И вдруг я увидел остекленелые глаза. На мой крик сбежались сестры, санитарки, появился и дежурный врач.
— Все кончено, — просто сказал он.
Не помня себя, я бросился вниз. Первой увидела меня мама. Никогда еще я так не рыдал. Она все поняла без слов. Прижала меня к себе и все время повторяла:
— Горе мое… Горе мое…
От тишины в нашем доме можно рехнуться. Все молчат, а если и разговаривают, так только шепотом. Даже малышка притихла, будто понимает, в чем дело. Иногда мне хочется знать, о чем думает каждый человек, которого я встречаю. Но, пожалуй, это легче, чем определить, смыслит ли что-либо Паша. А вдруг и вправду крошка страдает, как взрослая, только сказать не может? Иногда я начинаю верить в это, особенно когда она ни с того ни с сего бубнит: «Па…па…па…па…».

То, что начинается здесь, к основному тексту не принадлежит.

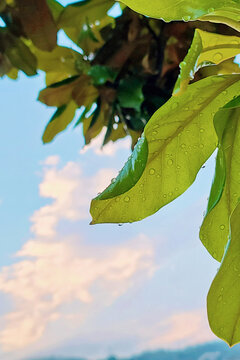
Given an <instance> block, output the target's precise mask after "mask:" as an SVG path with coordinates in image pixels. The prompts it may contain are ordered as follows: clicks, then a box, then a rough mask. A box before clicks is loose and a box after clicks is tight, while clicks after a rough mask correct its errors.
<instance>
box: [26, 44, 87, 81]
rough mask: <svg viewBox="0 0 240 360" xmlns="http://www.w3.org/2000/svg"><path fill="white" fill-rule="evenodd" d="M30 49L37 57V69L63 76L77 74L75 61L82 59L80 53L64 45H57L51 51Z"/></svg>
mask: <svg viewBox="0 0 240 360" xmlns="http://www.w3.org/2000/svg"><path fill="white" fill-rule="evenodd" d="M32 51H33V53H34V54H35V56H36V57H37V60H38V68H39V69H41V70H43V71H44V72H46V73H52V72H58V73H60V74H61V76H63V78H68V77H70V76H73V75H76V74H78V73H79V72H78V71H77V69H76V65H75V63H76V61H77V60H78V61H80V60H82V61H84V60H83V59H82V55H81V54H79V53H77V52H76V51H74V50H72V49H70V48H67V47H64V46H57V47H55V49H54V50H53V51H51V52H47V51H42V50H39V49H38V48H35V47H34V48H32Z"/></svg>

Вот еще пигалица! Вконец расстраивает мать. Та сразу же начинает плакать. Собственно, она не плачет, то есть не всхлипывает и не причитает. Мама точно каменная: лицо холодное, глаза, зажатые в сеть морщин, потускнели. Но слезы текут, как весной ручьи с Черепановой горы, а она продолжает заниматься своими делами: чистит картошку, перебирает горох или моет фасоль. Мне кажется, будто вся нища в доме приправлена ее слезами. Кусок не идет в горло. К тому же на меня навалилась уйма дел: дров наколоть, сходить за керосином, купить хлеба, убрать квартиру, присмотреть за Пашей. Но от подачек Куца я решительно отказался. И как я мог скрывать от отца всю эту историю с подачками лавочника! Мы очень нуждаемся, но старик теперь похвалил бы меня за гордость. Живем мы на Толину зарплату, ртов у нас — слава богу, хватит. Что будет осенью, когда Анатолий уйдет в Красную Армию?